NEW YORK – Adolph Coors Co. (RKY), the No. 3 U.S. brewer, is engaged in talks to merge with Canadian brewing company Molson Inc. and create a more powerful rival to market leaders SABMiller and Anheuser-Busch (BUD), the companies said on Monday.
The negotiations involve structuring the transaction in a way that would offer little or no premium to shareholders of either company. The terms being discussed would include naming Molson Chairman Eric Molson the combined company's chairman, while Coors Chief Executive Officer Leo Kiely would be CEO, the companies said in a joint statement.
An announcement "could be made in the near future," they said, but they also warned the talks could break down at any time. Combined, the two companies would boast a market capitalization of more than $6 billion.
The deal would solve expansion issues for both companies, which have watched larger rivals snatch up competitors around the globe over the past few years.
"Global beer is consolidating at a fairly healthy clip," said Raymond Lai, analyst with Raymond James Ltd. "And certainly from a purchasing power point of view, a bigger beer company would benefit from purchasing advantage as they do much more global sourcing of their raw materials, which is a large component of cost structuring."
Denver-based Coors has struggled of late to overcome a health-conscious shift away from beer to wine and distilled spirits. Unlike other brands, Coors has yet to introduce a successful low-carbohydrate beer, and the company's Coors Light brand is losing share to SABMiller's Miller Lite and Anheuser-Busch's Bud Light.

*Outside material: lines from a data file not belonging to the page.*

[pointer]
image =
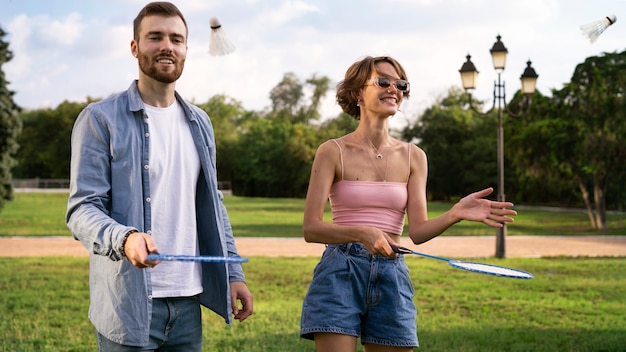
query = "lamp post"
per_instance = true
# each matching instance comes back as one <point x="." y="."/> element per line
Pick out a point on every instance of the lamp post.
<point x="469" y="76"/>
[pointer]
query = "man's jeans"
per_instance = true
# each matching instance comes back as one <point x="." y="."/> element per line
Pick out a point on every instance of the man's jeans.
<point x="176" y="326"/>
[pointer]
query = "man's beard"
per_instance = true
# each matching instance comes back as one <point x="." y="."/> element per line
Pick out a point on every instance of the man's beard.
<point x="147" y="66"/>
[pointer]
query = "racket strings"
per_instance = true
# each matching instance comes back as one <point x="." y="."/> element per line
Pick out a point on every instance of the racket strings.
<point x="491" y="269"/>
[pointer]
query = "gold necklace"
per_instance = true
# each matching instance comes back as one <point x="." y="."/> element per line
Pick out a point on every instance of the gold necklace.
<point x="379" y="154"/>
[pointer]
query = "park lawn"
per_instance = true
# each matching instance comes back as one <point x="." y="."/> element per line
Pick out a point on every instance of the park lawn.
<point x="43" y="214"/>
<point x="572" y="304"/>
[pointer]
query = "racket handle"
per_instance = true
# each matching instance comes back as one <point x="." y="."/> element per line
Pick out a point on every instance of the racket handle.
<point x="403" y="250"/>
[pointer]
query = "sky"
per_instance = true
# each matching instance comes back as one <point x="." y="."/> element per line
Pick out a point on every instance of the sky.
<point x="74" y="49"/>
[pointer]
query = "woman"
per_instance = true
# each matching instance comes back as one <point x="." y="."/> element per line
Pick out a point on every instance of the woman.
<point x="360" y="287"/>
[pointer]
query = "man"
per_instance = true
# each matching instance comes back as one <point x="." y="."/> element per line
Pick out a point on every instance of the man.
<point x="143" y="180"/>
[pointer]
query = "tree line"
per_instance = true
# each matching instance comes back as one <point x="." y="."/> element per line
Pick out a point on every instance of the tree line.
<point x="567" y="151"/>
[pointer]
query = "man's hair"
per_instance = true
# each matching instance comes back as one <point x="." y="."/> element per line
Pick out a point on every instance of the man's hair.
<point x="356" y="78"/>
<point x="162" y="8"/>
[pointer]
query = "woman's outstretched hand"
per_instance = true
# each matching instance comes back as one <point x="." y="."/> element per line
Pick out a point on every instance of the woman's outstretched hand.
<point x="474" y="207"/>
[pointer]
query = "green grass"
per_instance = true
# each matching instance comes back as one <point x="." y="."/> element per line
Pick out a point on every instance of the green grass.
<point x="43" y="214"/>
<point x="570" y="305"/>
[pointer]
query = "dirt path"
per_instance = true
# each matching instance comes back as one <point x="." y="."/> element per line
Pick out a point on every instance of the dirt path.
<point x="447" y="246"/>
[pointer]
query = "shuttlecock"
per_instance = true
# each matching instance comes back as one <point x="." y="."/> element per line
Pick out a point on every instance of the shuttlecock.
<point x="219" y="43"/>
<point x="593" y="30"/>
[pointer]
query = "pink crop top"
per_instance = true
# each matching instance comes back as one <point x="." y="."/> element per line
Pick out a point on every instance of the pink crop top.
<point x="370" y="203"/>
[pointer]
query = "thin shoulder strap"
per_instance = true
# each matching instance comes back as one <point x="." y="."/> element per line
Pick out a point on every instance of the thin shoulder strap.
<point x="340" y="155"/>
<point x="409" y="175"/>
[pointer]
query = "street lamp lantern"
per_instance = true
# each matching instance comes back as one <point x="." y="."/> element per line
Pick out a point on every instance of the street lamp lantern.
<point x="529" y="79"/>
<point x="498" y="54"/>
<point x="469" y="76"/>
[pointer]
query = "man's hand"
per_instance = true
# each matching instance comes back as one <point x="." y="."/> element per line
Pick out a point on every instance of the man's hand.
<point x="239" y="292"/>
<point x="137" y="247"/>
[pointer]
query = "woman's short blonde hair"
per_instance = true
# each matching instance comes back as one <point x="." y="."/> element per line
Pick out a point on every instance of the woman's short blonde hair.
<point x="355" y="79"/>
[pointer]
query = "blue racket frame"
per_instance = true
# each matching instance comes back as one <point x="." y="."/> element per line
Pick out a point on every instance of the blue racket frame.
<point x="460" y="264"/>
<point x="196" y="258"/>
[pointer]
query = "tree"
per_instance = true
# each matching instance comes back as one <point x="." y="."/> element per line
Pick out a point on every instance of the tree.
<point x="459" y="144"/>
<point x="51" y="128"/>
<point x="229" y="121"/>
<point x="580" y="136"/>
<point x="10" y="126"/>
<point x="289" y="99"/>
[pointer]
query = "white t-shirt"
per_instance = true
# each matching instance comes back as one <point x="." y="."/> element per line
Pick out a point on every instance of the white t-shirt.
<point x="174" y="171"/>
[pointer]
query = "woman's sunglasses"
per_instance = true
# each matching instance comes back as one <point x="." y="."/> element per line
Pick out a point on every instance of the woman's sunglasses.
<point x="384" y="82"/>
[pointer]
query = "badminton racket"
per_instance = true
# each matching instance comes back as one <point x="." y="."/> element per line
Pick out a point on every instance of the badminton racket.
<point x="472" y="266"/>
<point x="196" y="258"/>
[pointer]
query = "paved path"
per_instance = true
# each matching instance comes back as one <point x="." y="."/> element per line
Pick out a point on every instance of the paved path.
<point x="447" y="246"/>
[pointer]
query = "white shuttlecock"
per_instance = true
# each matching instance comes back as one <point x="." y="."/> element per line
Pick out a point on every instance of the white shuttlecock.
<point x="593" y="30"/>
<point x="219" y="43"/>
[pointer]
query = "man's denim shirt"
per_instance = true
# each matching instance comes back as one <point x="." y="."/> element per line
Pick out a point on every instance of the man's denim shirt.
<point x="110" y="195"/>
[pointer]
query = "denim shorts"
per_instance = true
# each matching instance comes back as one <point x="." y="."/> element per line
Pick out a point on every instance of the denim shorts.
<point x="355" y="293"/>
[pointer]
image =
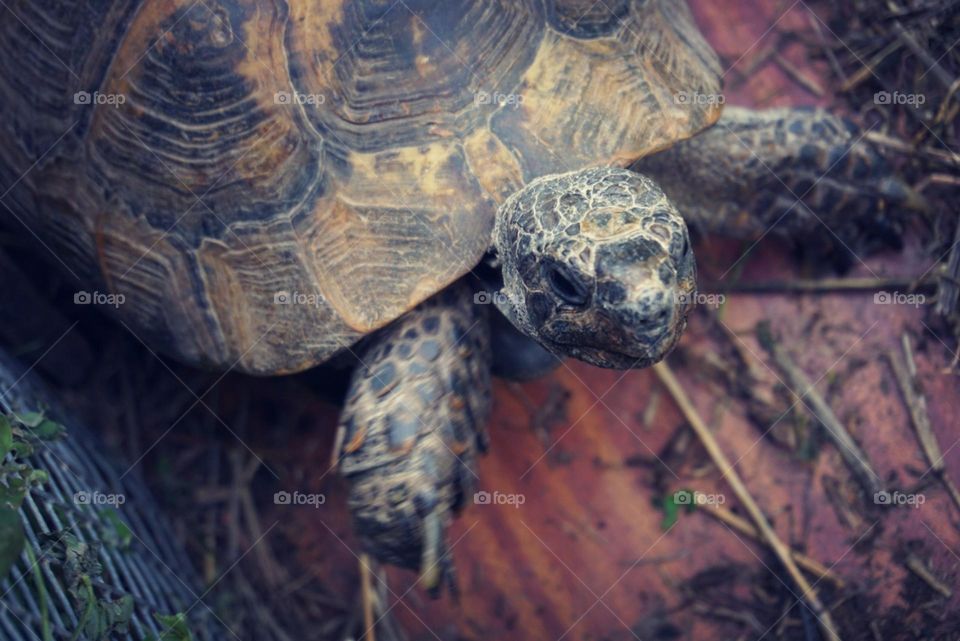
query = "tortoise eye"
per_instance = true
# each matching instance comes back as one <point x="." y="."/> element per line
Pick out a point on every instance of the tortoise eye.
<point x="565" y="286"/>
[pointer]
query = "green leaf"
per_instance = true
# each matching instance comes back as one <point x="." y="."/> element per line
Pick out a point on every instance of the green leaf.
<point x="22" y="449"/>
<point x="124" y="533"/>
<point x="12" y="495"/>
<point x="48" y="430"/>
<point x="6" y="436"/>
<point x="176" y="627"/>
<point x="11" y="539"/>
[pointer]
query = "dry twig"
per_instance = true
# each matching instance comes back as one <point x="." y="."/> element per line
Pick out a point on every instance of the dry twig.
<point x="783" y="552"/>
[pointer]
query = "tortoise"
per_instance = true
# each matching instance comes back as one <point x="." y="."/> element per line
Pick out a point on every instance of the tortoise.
<point x="268" y="187"/>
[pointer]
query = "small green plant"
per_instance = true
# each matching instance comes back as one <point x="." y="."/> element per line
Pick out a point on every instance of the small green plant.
<point x="176" y="628"/>
<point x="19" y="435"/>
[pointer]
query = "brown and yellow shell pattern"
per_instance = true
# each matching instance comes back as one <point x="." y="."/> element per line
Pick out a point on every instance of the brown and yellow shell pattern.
<point x="267" y="182"/>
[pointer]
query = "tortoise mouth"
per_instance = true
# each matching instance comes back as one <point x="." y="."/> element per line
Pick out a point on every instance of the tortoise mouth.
<point x="646" y="353"/>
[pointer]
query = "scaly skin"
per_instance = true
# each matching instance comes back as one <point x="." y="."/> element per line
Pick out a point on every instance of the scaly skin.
<point x="745" y="176"/>
<point x="413" y="422"/>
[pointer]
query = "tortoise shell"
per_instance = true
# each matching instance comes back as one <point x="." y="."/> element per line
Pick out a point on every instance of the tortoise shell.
<point x="263" y="183"/>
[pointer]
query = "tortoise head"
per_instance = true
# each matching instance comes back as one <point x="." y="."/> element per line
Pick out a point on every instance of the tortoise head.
<point x="596" y="265"/>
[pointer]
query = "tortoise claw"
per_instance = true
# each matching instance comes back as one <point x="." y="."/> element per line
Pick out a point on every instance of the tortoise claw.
<point x="436" y="566"/>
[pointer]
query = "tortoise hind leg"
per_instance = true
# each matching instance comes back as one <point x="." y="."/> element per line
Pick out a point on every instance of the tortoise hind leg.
<point x="803" y="173"/>
<point x="410" y="430"/>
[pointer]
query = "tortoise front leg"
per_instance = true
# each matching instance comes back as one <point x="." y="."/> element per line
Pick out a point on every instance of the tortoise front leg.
<point x="412" y="424"/>
<point x="798" y="172"/>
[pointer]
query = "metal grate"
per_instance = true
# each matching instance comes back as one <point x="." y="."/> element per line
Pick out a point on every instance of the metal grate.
<point x="153" y="569"/>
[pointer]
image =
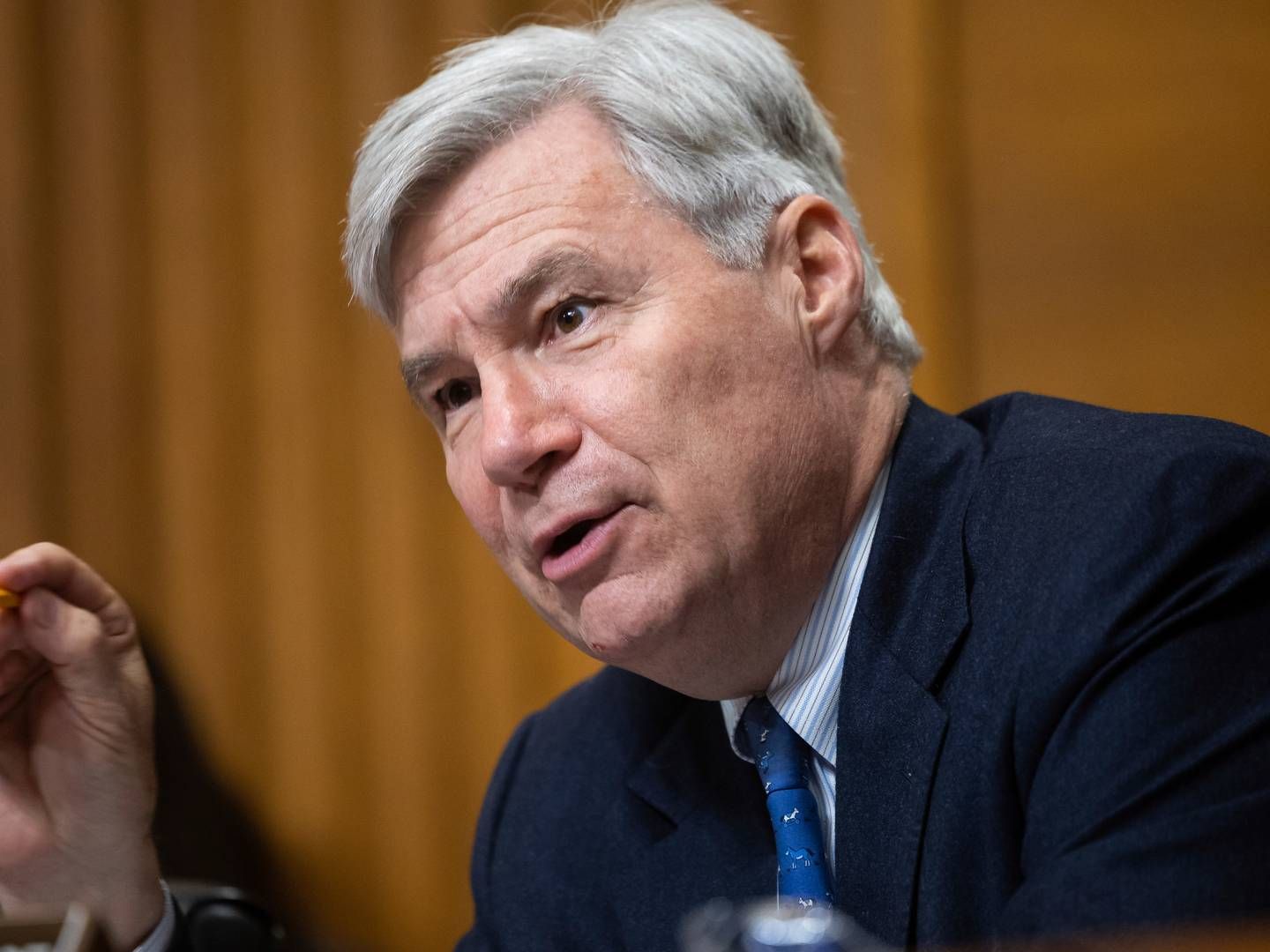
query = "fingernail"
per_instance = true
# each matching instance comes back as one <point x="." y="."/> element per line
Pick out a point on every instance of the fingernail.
<point x="45" y="611"/>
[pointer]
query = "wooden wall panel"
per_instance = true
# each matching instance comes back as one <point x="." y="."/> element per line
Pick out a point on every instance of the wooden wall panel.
<point x="1067" y="198"/>
<point x="1117" y="163"/>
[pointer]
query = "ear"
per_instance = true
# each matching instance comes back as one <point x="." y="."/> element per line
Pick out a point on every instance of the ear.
<point x="820" y="271"/>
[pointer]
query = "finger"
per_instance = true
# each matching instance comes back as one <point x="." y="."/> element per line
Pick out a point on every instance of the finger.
<point x="74" y="643"/>
<point x="49" y="565"/>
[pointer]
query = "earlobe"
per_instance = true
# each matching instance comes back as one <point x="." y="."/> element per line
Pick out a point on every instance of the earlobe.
<point x="820" y="260"/>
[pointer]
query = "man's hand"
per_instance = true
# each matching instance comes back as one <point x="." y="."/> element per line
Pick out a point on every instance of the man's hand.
<point x="77" y="761"/>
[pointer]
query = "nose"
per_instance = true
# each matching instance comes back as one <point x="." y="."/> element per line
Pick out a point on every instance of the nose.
<point x="525" y="428"/>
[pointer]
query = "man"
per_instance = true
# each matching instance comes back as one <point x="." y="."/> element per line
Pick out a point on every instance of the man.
<point x="1022" y="652"/>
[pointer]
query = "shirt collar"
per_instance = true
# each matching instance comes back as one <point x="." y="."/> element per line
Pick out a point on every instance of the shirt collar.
<point x="805" y="688"/>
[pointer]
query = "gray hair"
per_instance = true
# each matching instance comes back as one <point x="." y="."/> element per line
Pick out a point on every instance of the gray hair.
<point x="706" y="109"/>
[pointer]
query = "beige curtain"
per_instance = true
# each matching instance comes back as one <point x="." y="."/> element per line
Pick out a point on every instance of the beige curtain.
<point x="1068" y="197"/>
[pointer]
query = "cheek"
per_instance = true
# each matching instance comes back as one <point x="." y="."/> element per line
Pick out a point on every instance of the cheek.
<point x="478" y="498"/>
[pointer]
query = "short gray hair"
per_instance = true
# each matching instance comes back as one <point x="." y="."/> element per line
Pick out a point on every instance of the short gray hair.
<point x="706" y="109"/>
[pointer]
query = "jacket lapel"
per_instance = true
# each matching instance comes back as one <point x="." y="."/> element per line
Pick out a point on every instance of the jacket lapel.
<point x="705" y="831"/>
<point x="911" y="614"/>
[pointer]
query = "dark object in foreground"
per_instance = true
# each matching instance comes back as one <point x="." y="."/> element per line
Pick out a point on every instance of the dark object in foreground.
<point x="222" y="918"/>
<point x="766" y="926"/>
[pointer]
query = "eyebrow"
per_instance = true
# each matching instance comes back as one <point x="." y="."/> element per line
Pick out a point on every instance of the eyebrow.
<point x="513" y="294"/>
<point x="544" y="271"/>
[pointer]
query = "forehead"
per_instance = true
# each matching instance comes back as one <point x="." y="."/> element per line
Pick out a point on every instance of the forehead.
<point x="560" y="181"/>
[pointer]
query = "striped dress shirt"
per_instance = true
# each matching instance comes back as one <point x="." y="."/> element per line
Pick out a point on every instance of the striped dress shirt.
<point x="805" y="688"/>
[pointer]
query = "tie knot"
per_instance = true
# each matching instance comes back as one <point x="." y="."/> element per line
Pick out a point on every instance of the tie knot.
<point x="780" y="755"/>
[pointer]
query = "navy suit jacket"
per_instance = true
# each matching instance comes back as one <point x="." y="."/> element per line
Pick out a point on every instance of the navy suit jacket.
<point x="1054" y="716"/>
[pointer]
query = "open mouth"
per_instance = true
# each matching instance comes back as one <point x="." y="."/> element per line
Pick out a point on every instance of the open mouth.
<point x="572" y="536"/>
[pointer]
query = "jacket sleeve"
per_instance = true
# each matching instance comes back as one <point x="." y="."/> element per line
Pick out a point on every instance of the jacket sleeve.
<point x="1147" y="793"/>
<point x="482" y="936"/>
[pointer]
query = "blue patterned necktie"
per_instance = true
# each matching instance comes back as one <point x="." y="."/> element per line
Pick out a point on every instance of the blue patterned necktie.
<point x="782" y="759"/>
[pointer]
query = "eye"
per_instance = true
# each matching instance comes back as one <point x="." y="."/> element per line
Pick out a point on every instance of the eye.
<point x="572" y="314"/>
<point x="456" y="392"/>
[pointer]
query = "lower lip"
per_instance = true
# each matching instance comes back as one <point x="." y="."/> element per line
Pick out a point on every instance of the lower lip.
<point x="559" y="568"/>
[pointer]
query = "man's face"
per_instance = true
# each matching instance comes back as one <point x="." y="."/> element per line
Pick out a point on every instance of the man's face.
<point x="626" y="423"/>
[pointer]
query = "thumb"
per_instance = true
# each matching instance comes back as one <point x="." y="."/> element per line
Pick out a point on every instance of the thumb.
<point x="74" y="643"/>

Montreal-based Molson, Canada's oldest brewer, has been searching for ways to gain a leg up on rival Labatt (search), owned by Interbrew. The company bought Brazil's Kaiser brewery in 2002 to expand its reach into South America, but the venture has proved to be a drain on its profits.
Coors and Molson already have joint ventures to distribute each other's products in the United States and Canada so it is hard to see how a combination would benefit them, said Benj Steinman, editor of industry trade newsletter Beer Marketer's Insights.
"It makes them bigger on the global scene," Steinman said. "But no major synergies are immediately apparent."
Others agreed that while the combination would provide expanded market presence , the deal seemed to provide little growth momentum.
"There would be some short-term cost synergies but long term strategic benefit I don't see a lot of change from the status quo," said Michael Van Aelst, analyst with CIBC World Markets. "They both already have significant relationships with each other in North America. I don't see strategic benefit to this type of a merger."
Sources close to the talks said the issue of who would run the combined company had been a significant snag in negotiations thus far.
Coors' founding family controls about one-third of the company's voting stock. But after four generations of being family run, the chain was disrupted recently by Chairman Peter Coors' declaration that he would take an unpaid leave of absence to run for a U.S. Senate seat.
Molson's leadership status is equally in flux. The 218-year old company saw deputy chairman Ian Molson quit in June after a dispute with the company's chairman and his cousin, Eric Molson, splitting the Molson family in two.
Coors shares climbed as much as 9 percent on Monday before closing up $2.54, or 3.5 percent, at $75.56 on the New York Stock Exchange on word of the talks. Molson shares climbed 85 cents to close at C$33.45 on the Toronto Stock Exchange.